I have been trying this for days, and I am thankful for those who helped. However I have not yet figure this out. I am trying to implement a double loop with outside loop over j and inside loop over i. I want for each i, all value of j will be summed then put into this i. However, I could not get this kernel right.
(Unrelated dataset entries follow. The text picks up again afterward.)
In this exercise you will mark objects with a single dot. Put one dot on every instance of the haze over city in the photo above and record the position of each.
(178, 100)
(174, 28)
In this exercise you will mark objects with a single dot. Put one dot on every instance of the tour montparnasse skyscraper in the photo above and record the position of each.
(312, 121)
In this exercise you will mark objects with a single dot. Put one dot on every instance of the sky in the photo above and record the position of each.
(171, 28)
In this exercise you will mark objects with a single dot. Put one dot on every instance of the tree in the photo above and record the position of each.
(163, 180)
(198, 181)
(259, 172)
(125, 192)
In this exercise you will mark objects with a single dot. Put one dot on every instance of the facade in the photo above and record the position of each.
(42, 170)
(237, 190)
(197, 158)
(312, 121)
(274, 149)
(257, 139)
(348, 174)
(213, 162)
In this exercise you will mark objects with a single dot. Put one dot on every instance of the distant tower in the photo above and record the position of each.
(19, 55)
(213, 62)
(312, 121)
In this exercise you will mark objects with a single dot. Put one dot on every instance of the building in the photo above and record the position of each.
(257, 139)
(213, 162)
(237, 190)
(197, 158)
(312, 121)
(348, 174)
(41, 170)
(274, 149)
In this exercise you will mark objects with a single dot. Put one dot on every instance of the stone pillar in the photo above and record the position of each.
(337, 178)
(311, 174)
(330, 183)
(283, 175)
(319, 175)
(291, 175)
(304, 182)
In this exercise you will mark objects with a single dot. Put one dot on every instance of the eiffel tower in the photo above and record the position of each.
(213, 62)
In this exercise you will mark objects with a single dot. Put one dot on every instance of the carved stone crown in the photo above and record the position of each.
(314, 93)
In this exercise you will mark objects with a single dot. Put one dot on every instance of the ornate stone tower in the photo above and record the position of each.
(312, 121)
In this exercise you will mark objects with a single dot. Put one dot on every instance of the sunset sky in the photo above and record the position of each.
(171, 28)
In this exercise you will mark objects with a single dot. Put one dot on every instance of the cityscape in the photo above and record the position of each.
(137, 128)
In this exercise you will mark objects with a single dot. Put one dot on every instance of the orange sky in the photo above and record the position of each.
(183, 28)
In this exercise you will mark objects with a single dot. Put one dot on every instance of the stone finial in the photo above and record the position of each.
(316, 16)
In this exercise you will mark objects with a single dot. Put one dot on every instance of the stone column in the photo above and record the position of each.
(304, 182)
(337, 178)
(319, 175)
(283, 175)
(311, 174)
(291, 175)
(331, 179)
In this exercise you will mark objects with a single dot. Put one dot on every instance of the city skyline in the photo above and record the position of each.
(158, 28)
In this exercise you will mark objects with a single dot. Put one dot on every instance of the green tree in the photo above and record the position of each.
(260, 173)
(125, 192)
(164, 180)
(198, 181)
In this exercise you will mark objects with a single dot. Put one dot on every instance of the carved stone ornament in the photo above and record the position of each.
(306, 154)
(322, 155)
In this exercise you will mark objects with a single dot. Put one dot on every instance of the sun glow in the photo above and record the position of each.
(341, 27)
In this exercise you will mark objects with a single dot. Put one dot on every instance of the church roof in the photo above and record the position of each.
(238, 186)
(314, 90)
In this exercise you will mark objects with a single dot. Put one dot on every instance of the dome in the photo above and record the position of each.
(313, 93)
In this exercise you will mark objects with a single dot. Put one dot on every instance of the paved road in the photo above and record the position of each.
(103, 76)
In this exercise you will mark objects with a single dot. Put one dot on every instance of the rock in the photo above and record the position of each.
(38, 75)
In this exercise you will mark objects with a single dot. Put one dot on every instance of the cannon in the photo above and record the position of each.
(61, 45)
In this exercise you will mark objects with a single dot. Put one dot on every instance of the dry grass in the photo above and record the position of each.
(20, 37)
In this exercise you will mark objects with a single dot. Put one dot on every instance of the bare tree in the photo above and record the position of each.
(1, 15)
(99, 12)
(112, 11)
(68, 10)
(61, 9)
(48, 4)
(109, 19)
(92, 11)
I think the most reasonable program structure for what I want to do is:

**global**

void afc_example

(

```
double *d1,*d2;
double *afr,
double *afl,
const double *x,
const double *g,
const int Ns,
const int Nt
```

)

{ /* j: outside loop; i: inside loop */

```
int j = blockIdx.x*blockDim.x + threadIdx.x;
int i;
double art1,art2;
double phs;
double zr, zi;
```

while(j < Ns)

```
{ /* initialize */
```

for(i = Nt-1;i >= 0;i–)

```
{
phs = x[j]*g[i];
zr = cos(phs/2.0);
zi = sin(phs/2.0);
art1 = afr[j]*zr + afl[j]*zi;
art2 = afr[j]*zi - afl[j]*zr;
d1[i] += art1;
d2[i] += art2;
```

} /* i */

j += blockDim.x*gridDim.x;

```
} /* j */
```

}

And here is my atomicAdd():

```
__device__ inline void atomicAdd(double *address, double value) {
unsigned long long oldval, newval, readback;
oldval = __double_as_longlong(*address);
newval = __double_as_longlong(__longlong_as_double(oldval) + value);
while ((readback = atomicCAS((unsigned long long *) address, oldval, newval)) != oldval) {
oldval = readback;
newval = __double_as_longlong(__longlong_as_double(oldval) + value);
}
}
```

It is basically a double loop. I choose doing parallel computing on j, because some variables are updated with each iteration of i. So each ith iteration is related to its previous, (i-1)th, iteration. j is good on parallel computing because j computing is only related to jth location. In j dimension, processing is independent. It is like there is a 2D matrix that I want to fill in. The 2D matrix has size of Ns X Nt. I can fill(process) in each column at same time, which is equivalent to process all j simultaneously for a fixed i. Then I move to next i, do the same thing, processing all j again at the same time. Then go on, after all i are processed, meaning, hitting Nt.

After getting this Ns X Nt matrix, I am adding along j dimension, which is along column direction, from top to bottom. By doing so, finally I will have a 1 X Nt vector, which is d[i]

I think I still need to use atomicAdd(). Just have not figured it out yet.

I highly appreciate any thoughts or pointers. Thanks a lot.